The plane is going down, and there is nowhere to run or hide, you have no control. The pilot isn't talking. You may be dying in minutes, and you can't do a damn thing about it. And your child is screaming in your arms, and you can't save them, either.

Women (and men, in prison for example) fear being raped, it is an enormous loss to be violated, to have taken what should only be given by your own choice, to be forced and be helpless to do anything about it.

Although it may not be the stuff of horror novels, people fear loss of financial and physical security, being robbed of everything, losing their home, their job, their healthcare. This terrifies people enough they spend large amounts of money every year on various forms of insurance, to guard against the losses. Still it is fear driving them; but insurance is a way to control that.

People are afraid of power, the physical power of assailants and the more abstract social power of bosses, police, politicians and the military (their own or another country's) to force them to do things, give up things, or become slaves. If you think about it, the number one reason people buy guns in the USA is not for sport, it is for fear of being attacked or conquered and having no control over their destiny. When they are out practicing, they are imagining "the bad guys" coming for them, because they are afraid that will really happen someday. (Maybe it will, I'm not judging, I'm describing their fear.)

For a horror story, you need the generic advice: Likeable and relatable characters, so the reader cares what happens to them. That's the setup, then they are doing something NEW but that they think is innocuous (a party, a tourist trip, a new job, a plane ride, a cruise, etc).

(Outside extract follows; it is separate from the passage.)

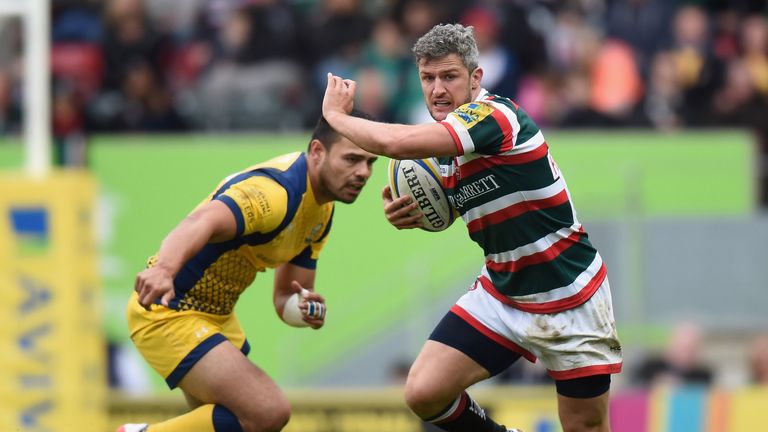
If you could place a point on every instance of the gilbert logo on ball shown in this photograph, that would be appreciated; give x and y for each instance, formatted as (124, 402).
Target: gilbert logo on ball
(420, 179)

Then you drop them in a nightmare scenario over which they have no control. They need to be trapped, in real danger (which you can prove by sacrificing some), unable to do anything about it, and imagining all the terrible things that will happen to them, and seeing some of those come to pass. Your readers are terrified because the stakes are high, and because they like the characters the readers are afraid of what the characters cannot control, the characters they like may not survive the ordeal you have thrust them into.

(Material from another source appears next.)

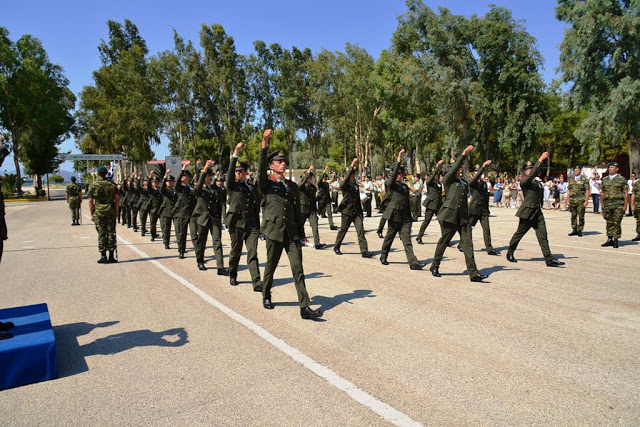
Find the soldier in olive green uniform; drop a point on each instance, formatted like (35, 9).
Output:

Take away their control of their situation. Apply constraints so they are prevented from calling for help (no phone service), going for help (the boat is broken), running away (they are on a damn island!), or finding anything that would help them (they search the house and barn and find nothing).

Now you might want to keep something clever in reserve so a few of them defeat the evil and survive, that is part of being clever in writing your novel. But to make it scary, the audience must be able to imagine themselves in this situation (depends on the demographic you wish to target), feel as helpless as the characters (but beware, the helplessness must be plausible, and you must close all plausible routes to escape or control), and your characters cannot give up; they must be trying like hell to stay alive (and you will likely have to kill a few to prove the threat is real).